混合性不安抑うつ障害」は、不安症状と抑うつ症状がともに見られますが、不安障害や気分障害の診断がくだせるほど重篤ではない場合に診断されます。

しかし、振戦、動悸、口渇、消化器症状などの自律神経系の身体症状とともに、睡眠障害や倦怠感、焦燥感を伴いやすく、自覚的な苦悩だけでなく、社会的・家庭的機能の障害も多く認められます。

他の医療機関でパニック障害とか、うつ病やうつ状態と診断されている人のほとんどが、この「混合性不安抑うつ障害」であることが多いようです。「混合性不安抑うつ障害」は、抗うつ薬や抗不安薬による治療だけで改善することは少なく、多くの患者さんが薬物療法は効果がなかったと感じていらっしゃいます。回復のためには、不安と抑うつの両方に焦点を当てた精神療法が必要不可欠です。

 

こころの健康クリニック芝大門では、対人関係療法による「気分変調症」の治療、メンタルヘルス外来での「混合性不安抑うつ障害」の治療に力を入れています。

 

遷延性抑うつ反応」は「適応障害」の1つのサプタイプで、通常のストレス性の生活上の出来事に曝露された後1ヶ月以内に、さまざまな症状が生じる病態で、6ヶ月以上続くものの、2年をこえないとされています。

この「遷延性抑うつ反応」は、「気分変調症」や慢性うつ状態などと誤って診断されていることがほとんどです。

 

適応障害」は、入学や就職、病気などの人生の節目に、うつ状態や不安状態を引き起こすもので、「無力型気分変調症」の増悪因子と重なる部分も多いようです。
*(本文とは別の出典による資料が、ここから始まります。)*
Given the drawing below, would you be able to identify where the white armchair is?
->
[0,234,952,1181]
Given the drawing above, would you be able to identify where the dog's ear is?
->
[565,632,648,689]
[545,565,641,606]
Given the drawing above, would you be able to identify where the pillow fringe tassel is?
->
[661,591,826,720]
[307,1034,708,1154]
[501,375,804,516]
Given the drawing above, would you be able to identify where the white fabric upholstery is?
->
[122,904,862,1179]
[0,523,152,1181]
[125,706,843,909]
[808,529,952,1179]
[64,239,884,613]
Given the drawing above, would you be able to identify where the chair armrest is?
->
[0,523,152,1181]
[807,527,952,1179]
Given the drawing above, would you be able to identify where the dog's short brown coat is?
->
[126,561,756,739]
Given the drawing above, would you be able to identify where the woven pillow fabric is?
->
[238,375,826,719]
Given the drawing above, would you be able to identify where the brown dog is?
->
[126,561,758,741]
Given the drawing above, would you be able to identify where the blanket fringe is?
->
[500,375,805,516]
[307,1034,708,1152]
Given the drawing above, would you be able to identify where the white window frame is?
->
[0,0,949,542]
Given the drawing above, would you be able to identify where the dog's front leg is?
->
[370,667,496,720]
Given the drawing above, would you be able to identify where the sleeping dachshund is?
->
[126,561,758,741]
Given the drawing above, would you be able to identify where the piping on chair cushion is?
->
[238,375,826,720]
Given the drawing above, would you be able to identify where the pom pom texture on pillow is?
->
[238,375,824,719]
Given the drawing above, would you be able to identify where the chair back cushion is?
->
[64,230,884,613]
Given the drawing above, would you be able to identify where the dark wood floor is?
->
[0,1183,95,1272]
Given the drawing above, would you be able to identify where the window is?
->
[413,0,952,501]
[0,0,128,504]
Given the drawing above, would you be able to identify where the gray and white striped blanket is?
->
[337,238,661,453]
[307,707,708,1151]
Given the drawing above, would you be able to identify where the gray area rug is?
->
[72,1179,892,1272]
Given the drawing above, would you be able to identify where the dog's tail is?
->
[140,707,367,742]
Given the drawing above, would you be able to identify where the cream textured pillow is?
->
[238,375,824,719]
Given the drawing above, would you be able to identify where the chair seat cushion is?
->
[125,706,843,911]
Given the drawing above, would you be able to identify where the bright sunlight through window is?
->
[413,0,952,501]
環境や状況が変わればすみやかに軽減する「短期抑うつ反応」、「遷延性抑うつ反応」「混合性不安抑うつ反応」「主として他の情緒の障害を伴うもの」「主として行為の障害を伴うもの」「情緒および行為の障害を伴うもの」「他の特定の症状が優勢なもの」に分類されています。

ストレス因がなくなって半年経過するにもかかわらず、心因性・反応性の軽度の非生理的なうつ状態や不安状態に対して「適応障害」の診断名がつけられることが多く、過剰診断や誤診断がなされやすいことが知られています。